Ist die neue DIN 1946-6, Ihrer Meinung nach, dadurch näher an der Praxis als vorher?
Grundsätzlich denke ich schon. Sie gibt meiner Meinung nach mehr planerischen Spielraum als vorher. Man kann einfach abschätzen, ob eine lüftungstechnische Maßnahme benötigt wird oder nicht. Und mit dem Kapitel zu kombinierten Lüftungssystemen, dem besagten Kapitel 9, können viele in der Praxis angewandte Kombinationen auch normativ beschrieben werden.

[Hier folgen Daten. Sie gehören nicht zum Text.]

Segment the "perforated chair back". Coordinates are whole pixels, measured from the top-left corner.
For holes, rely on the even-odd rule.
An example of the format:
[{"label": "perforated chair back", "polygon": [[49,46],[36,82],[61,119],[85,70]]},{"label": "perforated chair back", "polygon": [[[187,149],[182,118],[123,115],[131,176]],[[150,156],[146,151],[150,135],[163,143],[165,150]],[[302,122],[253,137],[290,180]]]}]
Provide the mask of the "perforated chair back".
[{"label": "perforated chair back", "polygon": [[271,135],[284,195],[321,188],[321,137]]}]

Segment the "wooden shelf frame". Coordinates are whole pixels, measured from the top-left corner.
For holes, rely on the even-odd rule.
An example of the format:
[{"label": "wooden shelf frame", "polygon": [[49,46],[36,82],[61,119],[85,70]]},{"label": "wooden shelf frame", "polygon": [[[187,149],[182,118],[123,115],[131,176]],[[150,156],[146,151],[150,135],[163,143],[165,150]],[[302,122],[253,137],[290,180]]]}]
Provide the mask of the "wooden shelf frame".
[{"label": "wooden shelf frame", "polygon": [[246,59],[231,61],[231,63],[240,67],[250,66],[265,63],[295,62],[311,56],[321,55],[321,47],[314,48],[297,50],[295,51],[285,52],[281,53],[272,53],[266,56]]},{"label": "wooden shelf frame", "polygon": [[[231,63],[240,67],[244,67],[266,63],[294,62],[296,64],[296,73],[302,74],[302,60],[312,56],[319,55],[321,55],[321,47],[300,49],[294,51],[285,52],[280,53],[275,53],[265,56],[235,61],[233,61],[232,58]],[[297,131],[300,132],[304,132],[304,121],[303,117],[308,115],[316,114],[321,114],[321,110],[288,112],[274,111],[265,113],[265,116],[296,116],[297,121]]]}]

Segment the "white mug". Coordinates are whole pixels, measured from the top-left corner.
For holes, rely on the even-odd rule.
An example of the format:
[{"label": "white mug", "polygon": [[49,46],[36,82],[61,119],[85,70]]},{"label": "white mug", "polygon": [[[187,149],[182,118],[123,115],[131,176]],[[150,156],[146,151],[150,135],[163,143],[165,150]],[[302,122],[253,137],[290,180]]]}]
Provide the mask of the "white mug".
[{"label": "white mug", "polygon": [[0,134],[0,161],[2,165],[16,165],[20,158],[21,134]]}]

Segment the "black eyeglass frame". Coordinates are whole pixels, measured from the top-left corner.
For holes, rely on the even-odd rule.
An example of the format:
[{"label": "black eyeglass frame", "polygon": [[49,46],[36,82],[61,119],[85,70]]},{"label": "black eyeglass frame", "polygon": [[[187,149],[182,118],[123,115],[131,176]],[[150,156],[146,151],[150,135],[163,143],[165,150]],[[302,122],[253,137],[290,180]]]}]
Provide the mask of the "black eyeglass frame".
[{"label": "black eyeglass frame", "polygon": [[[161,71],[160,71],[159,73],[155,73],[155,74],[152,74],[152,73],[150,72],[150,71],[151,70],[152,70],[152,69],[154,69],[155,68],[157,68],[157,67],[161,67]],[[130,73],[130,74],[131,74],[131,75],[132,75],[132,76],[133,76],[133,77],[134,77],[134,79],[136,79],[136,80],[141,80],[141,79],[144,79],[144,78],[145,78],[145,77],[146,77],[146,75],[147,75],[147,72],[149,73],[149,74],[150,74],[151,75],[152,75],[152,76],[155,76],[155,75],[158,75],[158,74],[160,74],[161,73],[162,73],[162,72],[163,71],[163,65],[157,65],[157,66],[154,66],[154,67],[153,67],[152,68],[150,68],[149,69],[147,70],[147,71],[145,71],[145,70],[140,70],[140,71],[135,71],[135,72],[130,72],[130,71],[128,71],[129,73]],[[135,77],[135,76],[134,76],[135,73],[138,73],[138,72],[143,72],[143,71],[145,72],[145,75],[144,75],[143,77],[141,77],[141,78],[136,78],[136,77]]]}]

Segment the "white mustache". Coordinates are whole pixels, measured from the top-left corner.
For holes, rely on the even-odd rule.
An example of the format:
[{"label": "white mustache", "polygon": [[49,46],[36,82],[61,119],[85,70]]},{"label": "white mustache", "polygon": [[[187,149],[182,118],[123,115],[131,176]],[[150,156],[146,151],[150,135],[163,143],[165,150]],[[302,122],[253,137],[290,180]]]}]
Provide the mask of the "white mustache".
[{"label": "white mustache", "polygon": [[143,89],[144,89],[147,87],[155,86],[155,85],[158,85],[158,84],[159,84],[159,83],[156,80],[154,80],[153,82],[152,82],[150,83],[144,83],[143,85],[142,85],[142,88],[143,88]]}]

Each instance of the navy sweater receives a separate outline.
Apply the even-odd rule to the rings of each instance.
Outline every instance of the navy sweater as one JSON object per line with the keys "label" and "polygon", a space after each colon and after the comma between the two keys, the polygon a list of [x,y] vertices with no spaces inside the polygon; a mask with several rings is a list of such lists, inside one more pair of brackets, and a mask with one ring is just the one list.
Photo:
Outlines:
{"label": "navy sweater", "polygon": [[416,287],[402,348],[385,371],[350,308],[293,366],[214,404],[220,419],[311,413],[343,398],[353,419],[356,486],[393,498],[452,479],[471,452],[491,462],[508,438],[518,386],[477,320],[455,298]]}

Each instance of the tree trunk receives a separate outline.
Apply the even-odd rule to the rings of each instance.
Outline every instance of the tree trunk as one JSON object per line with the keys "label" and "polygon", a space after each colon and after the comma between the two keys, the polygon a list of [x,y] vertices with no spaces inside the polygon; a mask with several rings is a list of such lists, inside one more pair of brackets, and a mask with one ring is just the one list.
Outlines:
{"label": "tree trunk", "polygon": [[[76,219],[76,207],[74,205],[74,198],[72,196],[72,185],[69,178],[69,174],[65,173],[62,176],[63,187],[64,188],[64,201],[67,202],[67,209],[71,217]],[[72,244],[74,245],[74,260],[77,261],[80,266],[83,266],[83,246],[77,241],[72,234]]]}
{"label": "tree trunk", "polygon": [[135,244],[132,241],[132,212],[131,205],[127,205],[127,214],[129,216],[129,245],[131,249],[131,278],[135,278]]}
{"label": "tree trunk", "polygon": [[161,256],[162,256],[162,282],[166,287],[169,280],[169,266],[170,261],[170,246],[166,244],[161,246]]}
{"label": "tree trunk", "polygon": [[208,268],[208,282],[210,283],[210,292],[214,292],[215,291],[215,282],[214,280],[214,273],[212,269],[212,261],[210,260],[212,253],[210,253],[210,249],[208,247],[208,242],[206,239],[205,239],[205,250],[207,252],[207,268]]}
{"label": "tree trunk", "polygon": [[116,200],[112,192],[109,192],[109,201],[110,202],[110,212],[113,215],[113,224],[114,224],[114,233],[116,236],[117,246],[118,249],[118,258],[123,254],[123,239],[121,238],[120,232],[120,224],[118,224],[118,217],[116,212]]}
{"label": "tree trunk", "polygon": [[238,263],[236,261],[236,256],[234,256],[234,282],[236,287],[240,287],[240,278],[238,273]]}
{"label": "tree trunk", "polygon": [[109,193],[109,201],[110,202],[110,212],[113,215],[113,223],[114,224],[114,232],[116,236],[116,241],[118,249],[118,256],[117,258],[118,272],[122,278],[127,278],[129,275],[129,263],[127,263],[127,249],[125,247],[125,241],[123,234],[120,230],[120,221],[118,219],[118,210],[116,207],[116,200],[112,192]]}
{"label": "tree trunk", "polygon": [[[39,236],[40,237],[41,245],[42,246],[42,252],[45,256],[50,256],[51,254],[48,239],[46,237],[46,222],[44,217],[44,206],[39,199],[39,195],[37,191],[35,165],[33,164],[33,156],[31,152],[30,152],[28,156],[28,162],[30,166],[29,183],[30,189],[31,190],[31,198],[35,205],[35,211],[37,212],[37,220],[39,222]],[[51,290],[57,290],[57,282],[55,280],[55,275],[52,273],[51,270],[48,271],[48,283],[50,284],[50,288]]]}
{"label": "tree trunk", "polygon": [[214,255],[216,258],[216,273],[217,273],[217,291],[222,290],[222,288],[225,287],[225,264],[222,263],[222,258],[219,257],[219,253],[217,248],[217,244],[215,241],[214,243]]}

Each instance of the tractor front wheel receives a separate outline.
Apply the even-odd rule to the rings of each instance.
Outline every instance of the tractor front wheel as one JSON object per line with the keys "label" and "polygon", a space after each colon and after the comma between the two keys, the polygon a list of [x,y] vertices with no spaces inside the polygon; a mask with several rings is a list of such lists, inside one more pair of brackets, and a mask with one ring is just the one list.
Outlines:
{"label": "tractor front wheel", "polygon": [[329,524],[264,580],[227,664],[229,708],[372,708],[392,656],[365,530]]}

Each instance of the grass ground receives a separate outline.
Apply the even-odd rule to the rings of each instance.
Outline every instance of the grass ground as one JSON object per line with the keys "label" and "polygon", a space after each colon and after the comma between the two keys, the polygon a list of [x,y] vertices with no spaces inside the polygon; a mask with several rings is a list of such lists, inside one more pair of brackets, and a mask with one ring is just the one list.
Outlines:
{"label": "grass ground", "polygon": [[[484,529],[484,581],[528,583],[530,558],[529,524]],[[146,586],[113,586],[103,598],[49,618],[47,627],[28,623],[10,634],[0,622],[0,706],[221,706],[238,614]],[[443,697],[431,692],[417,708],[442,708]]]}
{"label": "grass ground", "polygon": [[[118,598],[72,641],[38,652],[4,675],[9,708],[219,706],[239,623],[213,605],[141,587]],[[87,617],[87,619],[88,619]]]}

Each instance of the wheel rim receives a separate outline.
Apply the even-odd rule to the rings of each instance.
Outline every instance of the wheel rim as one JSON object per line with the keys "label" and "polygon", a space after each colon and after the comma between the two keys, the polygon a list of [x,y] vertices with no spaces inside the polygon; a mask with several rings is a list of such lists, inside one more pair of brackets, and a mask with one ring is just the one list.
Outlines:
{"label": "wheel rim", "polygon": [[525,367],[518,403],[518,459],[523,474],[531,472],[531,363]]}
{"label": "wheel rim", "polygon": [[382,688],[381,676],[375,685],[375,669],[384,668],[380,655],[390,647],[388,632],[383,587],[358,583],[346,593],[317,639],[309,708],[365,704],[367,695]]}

Leider gehen die Anforderungen an die einzelnen Systeme meiner Ansicht nach zu weit auseinander. Auf der einen Seite erlaubt die Norm die Auslegung von freien Systemen zum Feuchteschutz, zwingt aber andererseits ventilatorgestützte Systeme immer zur Nennlüftung.
Es kann also passieren, dass die Entscheidung auf ein einfaches freies Lüftungssystem (wie z. B. Quer- und Schachtlüftung) fällt, welches nach den Vorgaben als normgerecht eingestuft wird, anstatt auf ein gegebenenfalls vereinfachtes, aber effizienteres ventilatorgestütztes System mit Wärmerückgewinnung, das eben nicht die Kriterien zur Nennlüftung aufweisen kann oder nur knapp darunter liegt. Im Vergleich zu den freien Lüftungssystemen sind ventilatorgestützte Systeme wesentlich kontrollierter und besser planbar, außerdem verringert sich der Anteil des Nutzereingreifens deutlich. Das bedeutet mehr Komfort für den Bewohner, aber gleichzeitig auch mehr Sicherheit für den Werterhalt des Hauses. Außerdem ist eine venilatorgestützte Lüftung eine zuverlässige Investition in eine gesunde Raumluftqualität.